# Is Traditional Police Clearance Certificate from SAPS required for TRV renewal



## AKhan2020 (Jun 9, 2020)

Hi Everyone,

I need to renew my TRV that is expiring by end Aug 2020.

I would like to know if I should get Police Clearance certificate from SAPS, or will VFS do " the automated fingerprint biometric" as they mention on their website >> 

On other hand I also found following page at HOME AFFAIR'S website which say the biometric system has been postponed>>

(sorry i had to remove the web links as forum does not allow me to post it)

is there anyone who has recently renewed his TRV, please advise if I should get Traditional Police Clearance Certificate or not. 

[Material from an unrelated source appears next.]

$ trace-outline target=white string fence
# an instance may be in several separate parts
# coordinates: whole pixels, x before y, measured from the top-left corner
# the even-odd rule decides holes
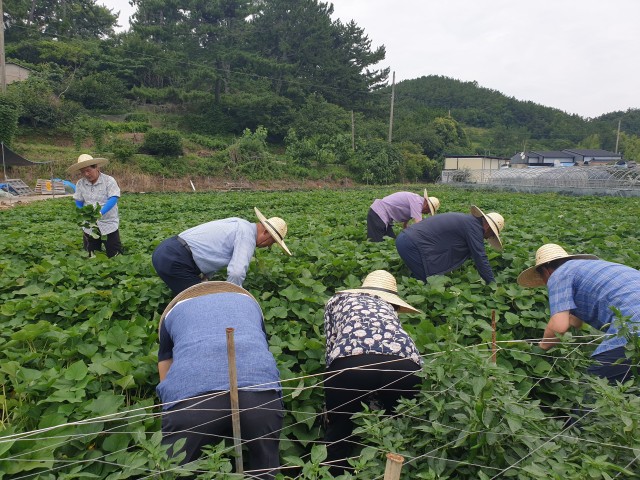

I tried to call DHA and VFS but couldn't through (they are still closed under level 3 lockdown)
Thanks


----------



## pajojo4life (Sep 2, 2019)

AKhan2020 said:


> Hi Everyone,
> 
> I need to renew my TRV that is expiring by end Aug 2020.
> 
> ...




I submitted the renewal of my TRV before the lockdown in March, VFS doesn't accept the Police Clearance certificate from SAPS anymore. VFS will be the one to do the Police Clearance Certificate/fingerprint biometric at their facilities and you will have to pay for it the same day that you have an appointment. Note that they only accept card payment there.


----------



## AKhan2020 (Jun 9, 2020)

Hi pajojo4life,
Thank you very much for the information. Stay Safe!


----------